# Step 1 : Importing Libraries
*We need the follolwing libraries to carry on with the workflow*
+  ucimlrepo: for fetching the dataset from UCI Library
+  pandas: for data manipulation and analysis.
+  numpy: for numerical operations.
+  pycaret: for analyzing and comparing the results of different models

In [1]:
from ucimlrepo import fetch_ucirepo
import pandas as pd
import numpy as np
from pycaret.clustering import *
from pycaret.datasets import get_data

# Step 2 : Import the required dataset
*Here, we are importing Obesity dataset.*

In [2]:
estimation_of_obesity_levels_based_on_eating_habits_and_physical_condition = fetch_ucirepo(id=544) 
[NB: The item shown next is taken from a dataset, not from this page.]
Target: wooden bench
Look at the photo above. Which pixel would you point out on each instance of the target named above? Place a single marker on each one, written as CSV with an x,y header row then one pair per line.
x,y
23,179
X = estimation_of_obesity_levels_based_on_eating_habits_and_physical_condition.data.features 
y = estimation_of_obesity_levels_based_on_eating_habits_and_physical_condition.data.targets 

*Let's have a look at the metadata of the dataset we have imported. The data contains 17 attributes and 2111 records.*<br>
*It contains target values of:*
+   Insufficient Weight
+   Normal Weight
+   Overweight Level I
+   Overweight Level II
+   Obesity Type I
+   Obesity Type II 
+   Obesity Type III

In [3]:
print(estimation_of_obesity_levels_based_on_eating_habits_and_physical_condition.metadata)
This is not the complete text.